The National Post published this piece by Benjamin Kemball, President and CEO of Imperial Tobacco Canada (actually British American Tobacco): What's stopping cigarette crackdown?. It's an unpaid ad from the tobacco industry, and contains the following: "We have asked for a national task force to co-ordinate government strategies and law enforcement agencies to effectively attack this multifaceted crime that profoundly affects so many different Canadian communities. In particular, we urge the government to involve the First Nations' leadership to find sustainable solutions for all.
"We believe this trade must be stopped and we have offered our full resources to government to help in this fight."
Thanks, but no thanks for the offer of your "full resources", Mr. Kemball. Here's a response from Stan Shatenstein, which the National Post did not get around to publishing:
Benjamin Kemball, president and CEO of Imperial Tobacco Canada (ITC) would have us believe that concern over smuggling has his company "on the same side of an issue" as the tobacco control community. Hardly! Both sides want the smuggling to end, yes, but the tobacco control community cares about public health while ITC's interest is its own bottom line.

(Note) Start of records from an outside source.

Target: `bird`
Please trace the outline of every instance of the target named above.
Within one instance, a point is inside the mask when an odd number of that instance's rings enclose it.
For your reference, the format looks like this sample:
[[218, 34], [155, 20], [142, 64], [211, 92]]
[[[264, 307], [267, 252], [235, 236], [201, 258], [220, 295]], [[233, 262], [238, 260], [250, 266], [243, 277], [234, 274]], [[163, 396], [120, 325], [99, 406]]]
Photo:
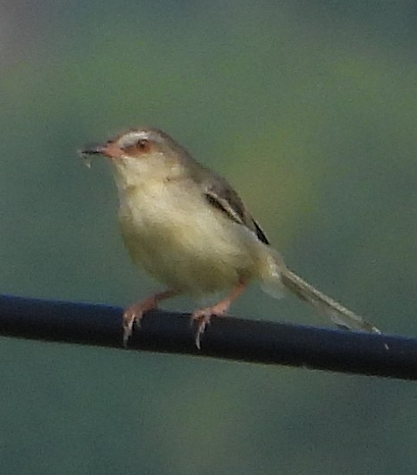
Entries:
[[134, 325], [162, 301], [223, 292], [222, 299], [192, 313], [200, 349], [211, 318], [224, 315], [252, 282], [273, 297], [296, 295], [341, 328], [379, 333], [291, 271], [228, 181], [162, 130], [129, 129], [79, 153], [109, 159], [124, 244], [134, 264], [164, 285], [124, 310], [125, 347]]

The tobacco industry may not be the driving force behind the current wave of illicit sales, but let's not forget that barely a decade ago, Kemball's predecessor as Imperial CEO, Don Brown, stated on record that, since smuggling was occurring anyway, ITC would profit from it. He said in a memo, "until the smuggling issue is resolved, an increasing volume of our domestic sales in Canada will be exported, then smuggled back for sale here." And executives from rival firm JTI-Macdonald were found guilty of active participation in smuggling.
Kemball repeats the weary industry canard that tobacco products are "heavily regulated." If toasters killed some 40,000 Canadians every year, we wouldn't just stick warning labels on them. They'd be off the market. There are other ways to get golden brown bagels. But we can't ban products to which five million Canadians are sadly addicted. The current level of regulation is entirely inadequate given the monumental task at hand. We need heavily-taxed cigarettes in plain packages and a robust denormalization programme from the federal and provincial governments.
The tobacco industry can be part of the solution when it comes to the smuggling issue but, when thinking of the health of Canadians in totality, ITC, JTI and Rothmans Benson & Hedges are far more the source of the problem than anything else. How and where products are sold is important, but the critical issue is the deadliness of the product itself. Whither Mr. Kemball's concern about that? Why does he battle the tobacco control community on this more central concern? What does he really care about?